In response to changes in the way people want to work, accountancy firm PwC have recently launched their Flexible Talent Network Scheme, which they hope will help them attract the highly skilled people they need to complete specific projects.
The scheme was designed after PwC surveyed over 2,000 applicants and asked them what was most important to them when applying for a job. Almost half (46%) said that flexible working and finding a good work-life balance were a priority for them and that without these they may not apply for a job or choose to take it if offered.
The Flexible Talent Network Scheme aims to address this requirement by offering people as much flexibility as they want. People looking for flexible working apply by listing their skills and the hours they want to work, which are then matched to projects rather than roles. The nature of their work means PwC have a wide range of projects that need completing, meaning they are looking for people with a wide range of skills, including accountancy, auditing, project management and IT.

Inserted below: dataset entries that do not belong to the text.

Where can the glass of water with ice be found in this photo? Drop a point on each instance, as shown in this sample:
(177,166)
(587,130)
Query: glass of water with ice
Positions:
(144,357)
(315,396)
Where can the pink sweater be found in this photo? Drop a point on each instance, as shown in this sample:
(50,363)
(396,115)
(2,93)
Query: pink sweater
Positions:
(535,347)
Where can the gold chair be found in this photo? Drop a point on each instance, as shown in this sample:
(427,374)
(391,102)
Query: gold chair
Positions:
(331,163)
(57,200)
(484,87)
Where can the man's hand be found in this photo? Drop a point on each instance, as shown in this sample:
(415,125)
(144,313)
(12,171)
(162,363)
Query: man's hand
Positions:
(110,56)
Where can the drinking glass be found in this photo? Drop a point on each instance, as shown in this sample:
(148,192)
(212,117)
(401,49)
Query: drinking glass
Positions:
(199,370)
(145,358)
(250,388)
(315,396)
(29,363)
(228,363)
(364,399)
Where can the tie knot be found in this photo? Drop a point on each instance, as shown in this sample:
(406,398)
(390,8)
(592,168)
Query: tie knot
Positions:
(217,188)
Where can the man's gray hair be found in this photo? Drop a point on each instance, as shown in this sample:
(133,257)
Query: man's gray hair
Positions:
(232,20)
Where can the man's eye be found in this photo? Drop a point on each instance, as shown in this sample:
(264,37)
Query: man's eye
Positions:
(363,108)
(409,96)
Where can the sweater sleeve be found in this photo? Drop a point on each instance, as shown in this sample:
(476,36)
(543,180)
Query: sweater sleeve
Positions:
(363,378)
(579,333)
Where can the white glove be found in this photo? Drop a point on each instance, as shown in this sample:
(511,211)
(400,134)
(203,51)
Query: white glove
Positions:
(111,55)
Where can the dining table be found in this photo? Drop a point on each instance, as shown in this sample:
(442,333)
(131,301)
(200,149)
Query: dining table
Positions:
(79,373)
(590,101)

And while flexible working for many might mean a shorter working week or adjusting the time they start and end work, at PwC this can now also mean working just a few months a year. One network member, for example, recently completed a 100-day contract for the firm. She worked ten days in November before taking time off to visit family overseas and then returning to work her final ninety days in January.
The company’s decision to open the Flexible Talent Network seems to have been the right one, with over 2,000 people registering for the site in the first fortnight. Laura Hinton, PwC’s chief people officer, said that it shows people no longer want to work the standard 9-to-5 and their network is a way of supporting this, offering different ways of working.
Their approach is supported by another scheme launched by PwC, their Back to Business programme. Back to Business offers a six-month internship for experienced managers who have taken time out of work and are now looking to restart their careers. Hinton said that they believed this scheme would benefit PwC, as there are more and more senior professionals taking career breaks or looking to embark on new careers later in life. It’s these people PwC want to employ.